On tragedy
TN is being a good girl and putting her nose to the grindstone, shoulder to the wheel, back to the...well, you know what I mean. Yes, I'm writing the Novel in earnest: I still have 120,000 words to go, and time ever dwindles. So, with due caution, I point to my excuse in the sidebar: expect a little less here for the next few months, until I get my brain back.
In the meantime, let me point you to New York, where the bloggers are having a fine dingdong on the subject of tragedy. George Hunka at Superfluities got the ball rolling with some stirring polemic, prompting objections from Isaac Butler and Matt Freeman. And TONY's theatre editor David Cote stirs the pot still further with some disingenuous polemic of his own.

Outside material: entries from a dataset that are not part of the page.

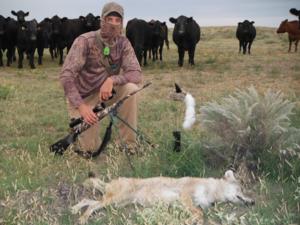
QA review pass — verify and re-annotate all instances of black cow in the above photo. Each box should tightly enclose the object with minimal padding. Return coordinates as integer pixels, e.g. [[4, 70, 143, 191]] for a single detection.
[[49, 15, 65, 62], [11, 10, 29, 23], [236, 20, 256, 54], [79, 13, 100, 32], [149, 20, 169, 61], [4, 17, 19, 66], [37, 18, 52, 65], [50, 16, 86, 65], [290, 8, 300, 29], [0, 15, 6, 66], [126, 18, 152, 66], [161, 22, 170, 49], [17, 20, 38, 69], [169, 16, 200, 66]]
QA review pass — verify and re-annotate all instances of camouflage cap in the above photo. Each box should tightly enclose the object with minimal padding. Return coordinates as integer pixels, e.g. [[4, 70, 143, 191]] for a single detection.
[[101, 2, 124, 19]]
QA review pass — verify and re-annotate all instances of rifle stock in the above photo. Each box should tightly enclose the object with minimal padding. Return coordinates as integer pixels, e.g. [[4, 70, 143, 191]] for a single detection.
[[50, 82, 151, 155], [50, 133, 78, 155]]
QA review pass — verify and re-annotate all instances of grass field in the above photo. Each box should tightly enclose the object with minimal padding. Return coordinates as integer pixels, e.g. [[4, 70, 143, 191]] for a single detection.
[[0, 27, 300, 225]]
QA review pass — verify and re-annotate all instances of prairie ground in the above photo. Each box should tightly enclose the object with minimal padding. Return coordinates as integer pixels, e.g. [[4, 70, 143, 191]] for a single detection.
[[0, 27, 300, 225]]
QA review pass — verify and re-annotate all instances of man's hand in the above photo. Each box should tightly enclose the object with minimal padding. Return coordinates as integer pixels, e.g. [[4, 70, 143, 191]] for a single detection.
[[78, 103, 98, 125], [99, 77, 114, 101]]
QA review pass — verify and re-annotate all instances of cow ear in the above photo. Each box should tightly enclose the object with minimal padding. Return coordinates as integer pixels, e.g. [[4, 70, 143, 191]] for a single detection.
[[169, 17, 177, 23], [188, 17, 193, 23], [44, 17, 51, 23], [224, 170, 236, 181]]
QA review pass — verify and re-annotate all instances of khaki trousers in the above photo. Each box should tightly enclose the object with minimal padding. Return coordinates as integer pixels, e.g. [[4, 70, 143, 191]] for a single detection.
[[67, 83, 138, 151]]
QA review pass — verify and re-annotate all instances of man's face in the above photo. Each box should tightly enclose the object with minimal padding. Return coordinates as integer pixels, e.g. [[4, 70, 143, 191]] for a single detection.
[[105, 16, 122, 25]]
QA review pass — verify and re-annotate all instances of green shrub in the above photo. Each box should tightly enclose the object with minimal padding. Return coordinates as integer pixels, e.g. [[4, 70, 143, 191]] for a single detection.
[[0, 86, 10, 99], [200, 87, 300, 177]]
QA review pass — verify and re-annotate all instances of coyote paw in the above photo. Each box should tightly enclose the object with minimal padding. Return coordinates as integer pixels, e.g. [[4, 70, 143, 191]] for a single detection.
[[79, 215, 88, 224], [71, 205, 80, 214]]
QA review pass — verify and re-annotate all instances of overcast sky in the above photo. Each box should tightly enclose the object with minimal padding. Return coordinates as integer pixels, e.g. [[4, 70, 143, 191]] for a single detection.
[[0, 0, 300, 27]]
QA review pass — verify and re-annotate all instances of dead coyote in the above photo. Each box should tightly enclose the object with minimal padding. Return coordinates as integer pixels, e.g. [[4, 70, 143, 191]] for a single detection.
[[71, 170, 254, 224]]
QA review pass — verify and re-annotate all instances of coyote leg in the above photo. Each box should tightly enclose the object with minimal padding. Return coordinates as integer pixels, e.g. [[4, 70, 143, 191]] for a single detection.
[[180, 194, 203, 225]]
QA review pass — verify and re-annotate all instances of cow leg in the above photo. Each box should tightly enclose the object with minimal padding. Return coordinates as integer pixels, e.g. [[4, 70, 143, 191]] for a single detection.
[[11, 47, 17, 63], [159, 44, 164, 61], [28, 49, 35, 69], [143, 49, 151, 66], [150, 48, 156, 62], [295, 40, 299, 52], [49, 47, 54, 60], [243, 41, 247, 55], [0, 49, 3, 66], [288, 38, 293, 52], [188, 47, 195, 66], [248, 41, 252, 55], [18, 48, 24, 69], [59, 48, 64, 65], [38, 48, 43, 65], [178, 47, 184, 67], [6, 47, 12, 66]]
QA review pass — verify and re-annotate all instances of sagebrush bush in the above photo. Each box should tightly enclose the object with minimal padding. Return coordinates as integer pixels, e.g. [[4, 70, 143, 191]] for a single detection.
[[200, 87, 300, 177]]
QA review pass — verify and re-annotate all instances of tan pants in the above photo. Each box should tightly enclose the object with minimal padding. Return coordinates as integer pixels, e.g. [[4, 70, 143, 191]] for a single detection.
[[67, 83, 138, 151]]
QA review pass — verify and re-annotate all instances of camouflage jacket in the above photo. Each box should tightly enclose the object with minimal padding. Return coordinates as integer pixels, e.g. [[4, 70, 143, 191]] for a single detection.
[[60, 31, 142, 108]]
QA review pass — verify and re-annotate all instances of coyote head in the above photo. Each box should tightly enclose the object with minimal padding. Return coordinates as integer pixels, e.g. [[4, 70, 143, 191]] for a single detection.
[[223, 170, 255, 205]]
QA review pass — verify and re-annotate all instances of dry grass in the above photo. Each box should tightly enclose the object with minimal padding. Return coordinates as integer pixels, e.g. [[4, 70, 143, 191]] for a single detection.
[[0, 27, 300, 225]]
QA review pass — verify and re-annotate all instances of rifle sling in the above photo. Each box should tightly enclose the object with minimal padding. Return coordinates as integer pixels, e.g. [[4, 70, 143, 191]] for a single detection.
[[74, 118, 113, 159], [96, 31, 121, 75]]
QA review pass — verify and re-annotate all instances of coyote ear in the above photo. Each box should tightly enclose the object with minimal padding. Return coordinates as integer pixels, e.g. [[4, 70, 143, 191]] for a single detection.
[[224, 170, 236, 181]]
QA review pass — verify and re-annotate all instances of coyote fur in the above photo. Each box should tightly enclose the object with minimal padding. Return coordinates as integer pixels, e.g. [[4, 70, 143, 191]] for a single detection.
[[71, 170, 254, 224]]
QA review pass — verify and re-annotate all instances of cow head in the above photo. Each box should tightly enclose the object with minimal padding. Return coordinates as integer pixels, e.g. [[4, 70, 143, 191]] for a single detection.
[[276, 19, 288, 34], [148, 20, 163, 37], [238, 20, 254, 34], [11, 10, 29, 23], [37, 18, 52, 46], [79, 13, 100, 32], [0, 15, 6, 35], [18, 19, 37, 41], [51, 15, 68, 36], [169, 16, 193, 35]]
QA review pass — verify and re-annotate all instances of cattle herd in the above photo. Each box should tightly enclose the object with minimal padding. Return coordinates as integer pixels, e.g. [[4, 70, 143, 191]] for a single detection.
[[0, 8, 300, 69]]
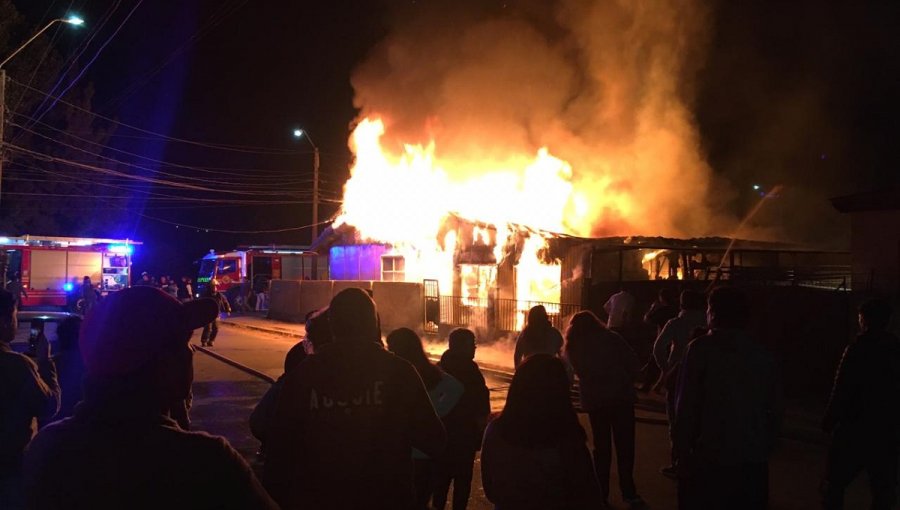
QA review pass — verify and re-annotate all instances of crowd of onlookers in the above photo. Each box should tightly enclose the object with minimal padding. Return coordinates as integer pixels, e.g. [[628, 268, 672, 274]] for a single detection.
[[0, 285, 900, 510]]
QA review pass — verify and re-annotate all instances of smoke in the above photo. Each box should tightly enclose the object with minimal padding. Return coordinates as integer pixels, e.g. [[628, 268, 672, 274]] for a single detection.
[[352, 0, 731, 237]]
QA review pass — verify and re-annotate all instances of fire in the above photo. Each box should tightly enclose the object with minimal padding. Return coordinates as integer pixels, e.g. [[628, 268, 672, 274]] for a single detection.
[[335, 118, 590, 304]]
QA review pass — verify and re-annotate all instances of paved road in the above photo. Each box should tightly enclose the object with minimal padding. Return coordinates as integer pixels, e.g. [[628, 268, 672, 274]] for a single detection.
[[192, 326, 869, 510]]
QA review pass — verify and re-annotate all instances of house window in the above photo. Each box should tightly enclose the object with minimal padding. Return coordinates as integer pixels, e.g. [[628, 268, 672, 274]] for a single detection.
[[381, 255, 406, 282]]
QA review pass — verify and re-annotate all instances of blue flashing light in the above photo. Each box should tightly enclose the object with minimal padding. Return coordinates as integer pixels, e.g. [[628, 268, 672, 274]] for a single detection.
[[107, 244, 134, 255]]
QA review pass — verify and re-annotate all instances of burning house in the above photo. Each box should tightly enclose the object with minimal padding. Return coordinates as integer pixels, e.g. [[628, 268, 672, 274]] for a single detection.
[[273, 116, 848, 337]]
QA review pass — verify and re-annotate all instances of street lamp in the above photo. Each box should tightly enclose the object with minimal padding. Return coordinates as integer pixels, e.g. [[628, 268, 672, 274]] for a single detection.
[[0, 15, 84, 213], [0, 15, 84, 68], [294, 128, 319, 246]]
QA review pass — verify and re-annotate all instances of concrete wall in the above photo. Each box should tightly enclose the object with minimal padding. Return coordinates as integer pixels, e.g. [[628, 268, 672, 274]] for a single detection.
[[268, 280, 304, 322], [850, 211, 900, 295], [300, 280, 333, 319], [269, 280, 425, 328], [331, 280, 372, 296], [372, 282, 425, 335]]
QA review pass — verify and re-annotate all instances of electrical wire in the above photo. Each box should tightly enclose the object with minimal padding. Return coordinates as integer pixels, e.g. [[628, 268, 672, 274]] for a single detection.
[[10, 0, 122, 138], [8, 77, 309, 156], [6, 143, 312, 196], [9, 114, 323, 181], [100, 0, 247, 111]]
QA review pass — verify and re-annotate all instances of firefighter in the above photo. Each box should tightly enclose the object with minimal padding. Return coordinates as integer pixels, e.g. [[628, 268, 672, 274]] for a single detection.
[[200, 280, 231, 347], [81, 276, 98, 316]]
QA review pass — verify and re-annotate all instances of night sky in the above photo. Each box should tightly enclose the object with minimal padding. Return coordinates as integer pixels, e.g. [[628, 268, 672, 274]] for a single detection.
[[4, 0, 900, 274]]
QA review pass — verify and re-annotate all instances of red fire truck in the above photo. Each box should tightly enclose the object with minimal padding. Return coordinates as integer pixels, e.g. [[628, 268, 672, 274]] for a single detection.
[[0, 235, 142, 308], [196, 246, 328, 293]]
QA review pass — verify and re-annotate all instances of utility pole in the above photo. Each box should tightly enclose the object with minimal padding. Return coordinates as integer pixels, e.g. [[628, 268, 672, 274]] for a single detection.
[[294, 128, 319, 246], [0, 69, 6, 211], [0, 15, 84, 214], [312, 144, 319, 246]]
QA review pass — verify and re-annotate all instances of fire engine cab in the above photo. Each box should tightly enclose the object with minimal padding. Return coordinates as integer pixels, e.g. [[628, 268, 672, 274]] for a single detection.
[[196, 246, 328, 295], [0, 235, 142, 308]]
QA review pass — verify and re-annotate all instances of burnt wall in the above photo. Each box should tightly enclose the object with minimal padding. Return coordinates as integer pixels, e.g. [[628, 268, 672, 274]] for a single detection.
[[587, 280, 865, 403]]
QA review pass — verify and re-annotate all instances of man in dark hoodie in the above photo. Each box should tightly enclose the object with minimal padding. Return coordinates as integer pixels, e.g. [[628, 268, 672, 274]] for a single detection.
[[823, 300, 900, 510], [431, 328, 491, 510], [673, 287, 781, 510], [264, 288, 446, 510], [25, 286, 276, 510]]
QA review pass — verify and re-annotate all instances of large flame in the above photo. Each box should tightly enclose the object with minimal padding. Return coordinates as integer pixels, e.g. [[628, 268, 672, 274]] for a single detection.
[[336, 118, 590, 306]]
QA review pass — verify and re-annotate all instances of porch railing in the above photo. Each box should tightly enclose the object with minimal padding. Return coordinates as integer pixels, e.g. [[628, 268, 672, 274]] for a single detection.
[[440, 296, 581, 332]]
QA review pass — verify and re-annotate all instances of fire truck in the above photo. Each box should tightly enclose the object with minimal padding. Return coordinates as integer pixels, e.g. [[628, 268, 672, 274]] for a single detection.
[[0, 235, 142, 308], [196, 246, 328, 295]]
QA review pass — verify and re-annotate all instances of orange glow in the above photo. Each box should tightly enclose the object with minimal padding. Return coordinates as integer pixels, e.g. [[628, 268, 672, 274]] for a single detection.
[[335, 119, 572, 303]]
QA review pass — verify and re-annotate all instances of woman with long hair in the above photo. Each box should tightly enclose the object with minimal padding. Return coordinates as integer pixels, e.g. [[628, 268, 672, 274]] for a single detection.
[[481, 354, 604, 510], [513, 305, 563, 368], [387, 328, 463, 509], [565, 311, 645, 508]]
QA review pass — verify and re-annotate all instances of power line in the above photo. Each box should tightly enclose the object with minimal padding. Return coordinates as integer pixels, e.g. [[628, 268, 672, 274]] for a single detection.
[[30, 0, 144, 125], [100, 0, 247, 110], [6, 143, 310, 196], [9, 77, 309, 156], [9, 114, 312, 180]]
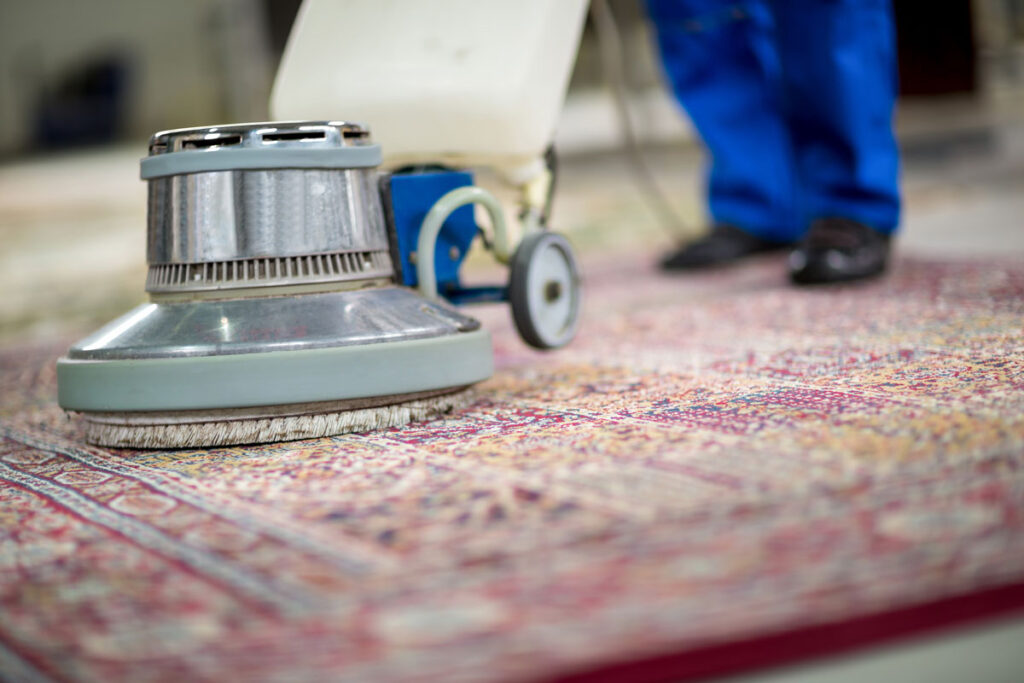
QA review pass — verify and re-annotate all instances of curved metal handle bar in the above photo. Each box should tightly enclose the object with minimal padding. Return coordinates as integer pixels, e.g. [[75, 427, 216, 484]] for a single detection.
[[416, 185, 510, 299]]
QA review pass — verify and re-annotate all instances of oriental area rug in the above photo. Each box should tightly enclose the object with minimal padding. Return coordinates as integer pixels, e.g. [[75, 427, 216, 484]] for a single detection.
[[0, 254, 1024, 681]]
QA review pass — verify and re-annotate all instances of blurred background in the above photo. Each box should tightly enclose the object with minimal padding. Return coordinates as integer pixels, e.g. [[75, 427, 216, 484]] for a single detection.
[[0, 0, 1024, 342]]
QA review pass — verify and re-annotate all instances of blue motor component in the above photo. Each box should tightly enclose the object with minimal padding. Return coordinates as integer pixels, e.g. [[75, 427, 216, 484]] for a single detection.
[[383, 170, 477, 298]]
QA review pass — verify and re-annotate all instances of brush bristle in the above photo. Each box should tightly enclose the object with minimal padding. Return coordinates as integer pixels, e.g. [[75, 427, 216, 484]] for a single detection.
[[85, 390, 470, 449]]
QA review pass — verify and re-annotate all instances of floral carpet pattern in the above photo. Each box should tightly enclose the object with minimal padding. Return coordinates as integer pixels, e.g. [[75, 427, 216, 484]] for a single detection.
[[0, 254, 1024, 681]]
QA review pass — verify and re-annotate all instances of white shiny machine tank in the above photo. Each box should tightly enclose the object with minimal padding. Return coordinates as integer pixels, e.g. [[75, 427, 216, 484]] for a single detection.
[[270, 0, 587, 182]]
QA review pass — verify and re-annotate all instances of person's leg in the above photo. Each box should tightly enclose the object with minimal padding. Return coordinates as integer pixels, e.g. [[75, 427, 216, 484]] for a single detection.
[[647, 0, 805, 255], [773, 0, 900, 283]]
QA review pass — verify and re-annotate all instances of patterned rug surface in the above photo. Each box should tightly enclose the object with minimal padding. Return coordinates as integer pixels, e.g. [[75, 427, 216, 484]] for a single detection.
[[0, 254, 1024, 681]]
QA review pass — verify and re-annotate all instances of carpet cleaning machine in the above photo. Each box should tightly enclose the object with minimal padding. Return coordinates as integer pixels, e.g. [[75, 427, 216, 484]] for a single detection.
[[51, 0, 586, 447]]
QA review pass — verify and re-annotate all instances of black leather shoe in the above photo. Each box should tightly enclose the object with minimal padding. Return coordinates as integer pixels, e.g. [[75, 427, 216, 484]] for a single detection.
[[662, 225, 792, 270], [790, 218, 889, 285]]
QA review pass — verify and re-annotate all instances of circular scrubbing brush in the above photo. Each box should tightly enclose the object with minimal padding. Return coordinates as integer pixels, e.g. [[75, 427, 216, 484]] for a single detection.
[[57, 122, 493, 447]]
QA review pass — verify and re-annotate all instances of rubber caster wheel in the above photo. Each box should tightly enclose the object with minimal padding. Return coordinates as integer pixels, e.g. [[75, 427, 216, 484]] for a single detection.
[[509, 231, 580, 349]]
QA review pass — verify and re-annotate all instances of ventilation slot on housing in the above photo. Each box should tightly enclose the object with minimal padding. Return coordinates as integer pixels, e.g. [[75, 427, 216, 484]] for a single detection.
[[145, 251, 393, 292], [181, 135, 242, 150], [263, 130, 327, 142]]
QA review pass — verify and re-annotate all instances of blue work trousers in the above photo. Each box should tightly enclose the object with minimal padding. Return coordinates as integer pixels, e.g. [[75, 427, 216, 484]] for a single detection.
[[648, 0, 900, 242]]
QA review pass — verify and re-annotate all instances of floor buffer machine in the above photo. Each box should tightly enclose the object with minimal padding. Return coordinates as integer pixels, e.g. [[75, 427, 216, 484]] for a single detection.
[[57, 0, 586, 449]]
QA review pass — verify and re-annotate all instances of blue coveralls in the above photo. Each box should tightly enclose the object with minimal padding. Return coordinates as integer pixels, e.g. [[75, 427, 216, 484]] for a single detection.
[[648, 0, 900, 242]]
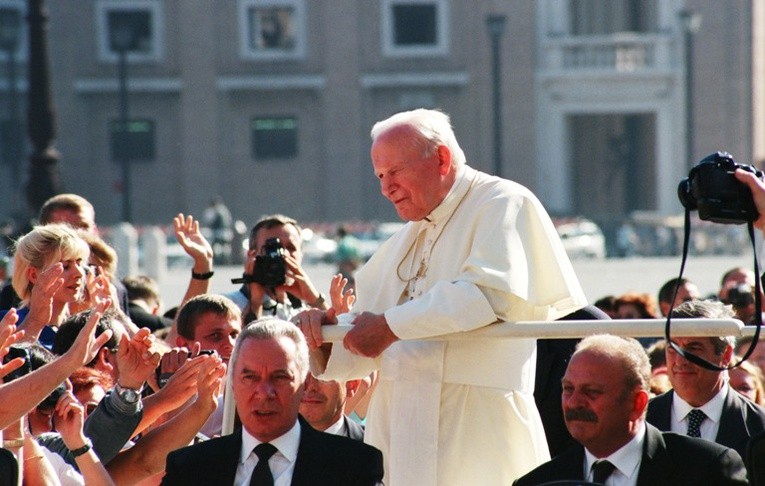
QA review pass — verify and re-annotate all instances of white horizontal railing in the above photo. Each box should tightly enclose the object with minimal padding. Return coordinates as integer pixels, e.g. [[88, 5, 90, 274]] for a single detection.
[[222, 319, 755, 435], [322, 319, 755, 342], [543, 33, 671, 72]]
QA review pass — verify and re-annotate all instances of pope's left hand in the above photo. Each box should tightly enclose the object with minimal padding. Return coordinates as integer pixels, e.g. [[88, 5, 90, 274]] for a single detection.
[[343, 312, 398, 358]]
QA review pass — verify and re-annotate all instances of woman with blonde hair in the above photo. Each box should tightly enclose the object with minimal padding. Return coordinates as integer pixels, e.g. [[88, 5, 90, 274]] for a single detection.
[[12, 224, 97, 347]]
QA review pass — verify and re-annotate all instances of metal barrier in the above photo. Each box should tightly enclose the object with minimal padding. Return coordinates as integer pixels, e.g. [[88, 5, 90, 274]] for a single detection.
[[316, 319, 755, 342], [222, 319, 756, 435]]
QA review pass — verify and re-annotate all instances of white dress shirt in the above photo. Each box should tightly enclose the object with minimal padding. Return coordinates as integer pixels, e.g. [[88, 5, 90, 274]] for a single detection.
[[670, 383, 730, 442], [234, 421, 300, 486], [584, 422, 646, 486], [324, 414, 348, 437]]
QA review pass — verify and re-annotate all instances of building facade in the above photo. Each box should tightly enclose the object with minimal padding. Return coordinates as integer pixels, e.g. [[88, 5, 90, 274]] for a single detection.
[[0, 0, 765, 229]]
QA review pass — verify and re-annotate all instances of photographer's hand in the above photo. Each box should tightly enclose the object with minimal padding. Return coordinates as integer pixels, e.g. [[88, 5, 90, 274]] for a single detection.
[[278, 254, 328, 310], [248, 250, 266, 322], [329, 273, 356, 314], [735, 169, 765, 230]]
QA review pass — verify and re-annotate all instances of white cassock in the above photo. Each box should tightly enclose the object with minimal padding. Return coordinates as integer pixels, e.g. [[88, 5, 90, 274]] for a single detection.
[[322, 166, 586, 486]]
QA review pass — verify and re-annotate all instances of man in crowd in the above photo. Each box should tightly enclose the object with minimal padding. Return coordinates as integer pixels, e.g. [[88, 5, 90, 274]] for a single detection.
[[296, 109, 586, 485], [162, 319, 383, 486], [122, 275, 173, 332], [173, 294, 242, 437], [175, 294, 242, 363], [659, 277, 701, 317], [300, 373, 364, 440], [225, 214, 327, 322], [513, 335, 748, 486], [647, 300, 765, 457]]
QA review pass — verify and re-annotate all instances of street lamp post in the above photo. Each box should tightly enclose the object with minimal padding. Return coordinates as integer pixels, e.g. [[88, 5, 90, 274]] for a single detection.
[[0, 8, 24, 212], [678, 9, 701, 171], [111, 24, 135, 223], [486, 15, 507, 177]]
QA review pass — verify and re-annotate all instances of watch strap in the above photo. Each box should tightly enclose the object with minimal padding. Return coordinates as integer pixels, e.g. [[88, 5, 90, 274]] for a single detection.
[[69, 439, 93, 458], [191, 269, 215, 280]]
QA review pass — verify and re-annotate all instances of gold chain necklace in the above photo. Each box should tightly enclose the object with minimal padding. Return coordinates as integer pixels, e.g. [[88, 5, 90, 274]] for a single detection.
[[396, 171, 478, 282]]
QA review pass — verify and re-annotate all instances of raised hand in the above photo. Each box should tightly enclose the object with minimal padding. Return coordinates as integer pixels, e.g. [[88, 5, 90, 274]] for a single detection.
[[329, 273, 356, 314], [21, 262, 64, 341], [173, 213, 213, 273], [64, 299, 112, 368], [53, 390, 85, 450], [0, 308, 24, 381], [117, 328, 160, 390], [343, 312, 398, 358]]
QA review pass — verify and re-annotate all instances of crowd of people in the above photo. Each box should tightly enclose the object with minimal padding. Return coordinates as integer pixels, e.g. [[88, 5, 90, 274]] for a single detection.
[[0, 109, 765, 486]]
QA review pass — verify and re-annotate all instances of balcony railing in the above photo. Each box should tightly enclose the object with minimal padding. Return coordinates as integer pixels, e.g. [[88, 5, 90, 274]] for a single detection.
[[542, 33, 672, 73]]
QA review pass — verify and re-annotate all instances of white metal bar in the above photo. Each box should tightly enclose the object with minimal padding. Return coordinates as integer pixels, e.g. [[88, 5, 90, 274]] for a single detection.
[[322, 319, 755, 343], [223, 319, 755, 434]]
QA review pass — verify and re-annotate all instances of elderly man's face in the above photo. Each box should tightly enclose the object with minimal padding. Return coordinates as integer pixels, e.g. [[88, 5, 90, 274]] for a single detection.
[[232, 336, 304, 442], [371, 126, 451, 221], [666, 337, 733, 407], [300, 374, 346, 430], [562, 351, 645, 457]]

Well, I think he's being disingenuous: this man likes Romeo Castellucci, after all.
UPDATE: Serial TN commenter Theatre Queen stylishly debuts in the blogosphere with Tears for a Tiara and a fascinating first post on, yes, tragedy.
3 comments:
Well, to be fair, I don't read too much self-righteousness there, so much as a passionate obsession. Though I do think George reads too much Schopenhauer. That aside, I'd say that all theatrical forms I can think of harbour those dangers, and that tragedy - in the widest sense of the form - has given me some of the most exciting moments I've had in theatre. Me, I think no virtue resides inherently in any form: the tragic can be ridiculous, the comic can be direly unfunny, the dramatic just moribund manipulativeness, etc etc. (That's why I sometimes get into trouble in poetry-land - conservatives think I'm an obscurantist radical, and the radicals think I'm way too mainstream but really, I just like reading poems.) It's the details of how the form is used in any particular work that matter.
And I barely, just barely, object. Sometimes, cyberspace defies all physical law and fills with a bit of hot air. It's not particularly objectionable... it's just negative.
Alison thanks for the mention and kind words.